Fig. 3 P. Regnard, Attitudes passionnelles,
extase,
1878

Fig. 4. P. Regnard, Hystéro-épilepsie,
contracture
, 1878

Fig. 5. N. Jolicoeur, De la plaie-image, 2003

Fig. 6. N. Jolicoeur, De la plaie-image, 2003

      Dans le huis-clos de la petite pièce où subsistent encore quelques traces de son ancienne fonction, Jolicoeur fait cohabiter les deux protagonistes de son œuvre. Colère renvoie à Célina (fig. 2), patiente rebelle et colérique, présentant « des attitudes nombreuses et variées dont le cynisme arrête le crayon » [30]. Célina ne fait pas partie des hystériques jeunes et jolies qui « se sont prêtées, plus même, données tout entières à ce contrat de la pose ou de la pause photographique » [31] avec parfois des attitudes si séductrices qu’il devient difficile de percevoir le symptôme (figs. 3 et 4). Augustine en fait partie. Douce et docile, elle a « été le mannequin vedette de tout un concept de l’hystérie… » [32]. Ironie rappelle Augustine, la patiente favorite de Charcot, la star de la Salpêtrière. Le bon vouloir d’Augustine ne fut cependant pas dû à la naïveté de son jeune âge. Entrée vierge et non réglée à la Salpêtrière à l’âge de quinze ans, elle s’en échappa en 1885 (avec ou sans complice ?), déguisée en homme. L’idée d’ironie, de moquerie induisant le contraire de ce que l’on veut faire entendre, amène à tisser le lien avec la pensée de Foucault.
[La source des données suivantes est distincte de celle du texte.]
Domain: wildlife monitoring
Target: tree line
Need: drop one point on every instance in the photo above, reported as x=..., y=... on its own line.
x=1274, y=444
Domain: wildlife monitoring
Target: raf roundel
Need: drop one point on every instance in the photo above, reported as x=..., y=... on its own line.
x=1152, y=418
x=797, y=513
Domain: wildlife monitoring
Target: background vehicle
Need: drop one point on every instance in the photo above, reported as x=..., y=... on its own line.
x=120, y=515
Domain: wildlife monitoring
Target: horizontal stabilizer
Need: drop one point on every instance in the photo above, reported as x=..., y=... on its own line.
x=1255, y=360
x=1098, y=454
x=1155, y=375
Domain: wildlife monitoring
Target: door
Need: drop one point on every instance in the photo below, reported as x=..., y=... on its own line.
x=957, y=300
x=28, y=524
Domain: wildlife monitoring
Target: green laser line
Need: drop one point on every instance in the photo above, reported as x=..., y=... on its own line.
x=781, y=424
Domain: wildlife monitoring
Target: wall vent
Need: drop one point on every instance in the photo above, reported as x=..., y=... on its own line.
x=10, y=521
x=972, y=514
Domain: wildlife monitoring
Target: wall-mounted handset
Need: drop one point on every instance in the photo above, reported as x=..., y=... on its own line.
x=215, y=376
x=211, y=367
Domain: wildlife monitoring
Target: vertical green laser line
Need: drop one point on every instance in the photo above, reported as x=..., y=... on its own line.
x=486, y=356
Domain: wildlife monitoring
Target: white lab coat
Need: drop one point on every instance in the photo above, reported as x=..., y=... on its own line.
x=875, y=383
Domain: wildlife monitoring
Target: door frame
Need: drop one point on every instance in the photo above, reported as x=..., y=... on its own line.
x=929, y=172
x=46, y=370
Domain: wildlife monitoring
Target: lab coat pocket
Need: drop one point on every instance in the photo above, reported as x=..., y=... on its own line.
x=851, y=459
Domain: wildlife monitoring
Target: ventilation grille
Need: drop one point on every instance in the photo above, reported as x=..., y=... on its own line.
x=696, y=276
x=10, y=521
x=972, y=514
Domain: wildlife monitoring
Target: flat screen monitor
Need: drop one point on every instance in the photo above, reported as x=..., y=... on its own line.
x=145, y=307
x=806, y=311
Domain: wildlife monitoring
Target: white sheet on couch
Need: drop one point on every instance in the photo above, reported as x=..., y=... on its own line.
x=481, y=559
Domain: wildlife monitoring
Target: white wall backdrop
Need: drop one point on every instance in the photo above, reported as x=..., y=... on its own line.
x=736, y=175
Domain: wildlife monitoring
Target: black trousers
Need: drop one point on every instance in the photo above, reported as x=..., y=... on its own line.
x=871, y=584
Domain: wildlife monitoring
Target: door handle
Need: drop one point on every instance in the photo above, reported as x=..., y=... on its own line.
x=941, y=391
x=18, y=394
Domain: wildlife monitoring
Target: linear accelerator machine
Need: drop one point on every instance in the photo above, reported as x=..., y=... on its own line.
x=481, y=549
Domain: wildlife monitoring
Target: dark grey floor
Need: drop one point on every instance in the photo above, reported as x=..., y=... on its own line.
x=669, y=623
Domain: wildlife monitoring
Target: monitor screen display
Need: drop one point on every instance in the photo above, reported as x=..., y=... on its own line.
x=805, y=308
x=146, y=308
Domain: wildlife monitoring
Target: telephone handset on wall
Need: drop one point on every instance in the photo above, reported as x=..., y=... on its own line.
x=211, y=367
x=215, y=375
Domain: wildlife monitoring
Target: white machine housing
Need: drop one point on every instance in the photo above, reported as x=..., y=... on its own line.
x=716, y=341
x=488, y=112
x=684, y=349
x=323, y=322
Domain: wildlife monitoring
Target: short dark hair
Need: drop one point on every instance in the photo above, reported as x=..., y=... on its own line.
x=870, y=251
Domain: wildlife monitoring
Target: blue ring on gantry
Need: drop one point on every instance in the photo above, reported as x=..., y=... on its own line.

Selon lui, les hystériques « ont finalement raison des neurologues et les font taire… » [33] en répondant favorablement et excessivement à leurs attentes pour les induire en erreur, en obtenir des privilèges et conserver leur statut de malades et non de « folles ». Les médecins, quant à eux, auraient eu besoin de la régularité des symptômes joués par les patientes pour garder leur statut de neurologues et valider leurs théories. Mais en introduisant leur sexualité dans leurs symptômes elles dérogent au principe de fonctionnement de l’« échange de bons procédés entre l’hystérique comme modèle et le Maître qui en brossera son tableau métaphorique » [34] dont parle Trillat et elles prennent le « sur-pouvoir » [35] sur l’emprise du pouvoir médical. C’est donc bien le contraire de ce que les médecins ont essayé de faire entendre qui s’est déroulé durant « l’opération Charcot » [36]. La sexualité était présente dans l’hystérie et la régularité des crises n’était qu’un leurre.
      La vidéo De la plaie-image est issue d’une performance privée réalisée par Jolicoeur dans la chambre d’hôpital, où a été exposée Colère et Ironie. Seuls les assistants de l’artiste étaient présents. L’œuvre est donc composée de textes et d’images, auxquels s’ajoute la voix de l’artiste lisant le texte. Durant neuf minutes, l’objectif de la caméra se promène le long des murs pour nous offrir un autre rapport à ces mots. Les cadrages sont serrés, l’ensemble de l’installation n’est jamais montré. Ce sont des bribes qui apparaissent : une lettre, un mot ou un groupe de mots. La silhouette de l’artiste apparaît de temps à autre, ses mains paraissent caresser délicatement et respectueusement les mots (fig. 5). Elle ôte parfois, à l’aide d’une pince, les écailles de peinture du mur vieilli (fig. 6), qui se font peau et rappellent la misère dans laquelle ont vécu ces femmes, des années durant. La présence du soleil, entrant dans la pièce par une large fenêtre, occulte aléatoirement l’image à cause des reflets par saturation et crée un effet de voilement et de dévoilement, qui, encore une fois, fait écho à la clinique de la Salpêtrière alors que son nom même est absent de l’œuvre.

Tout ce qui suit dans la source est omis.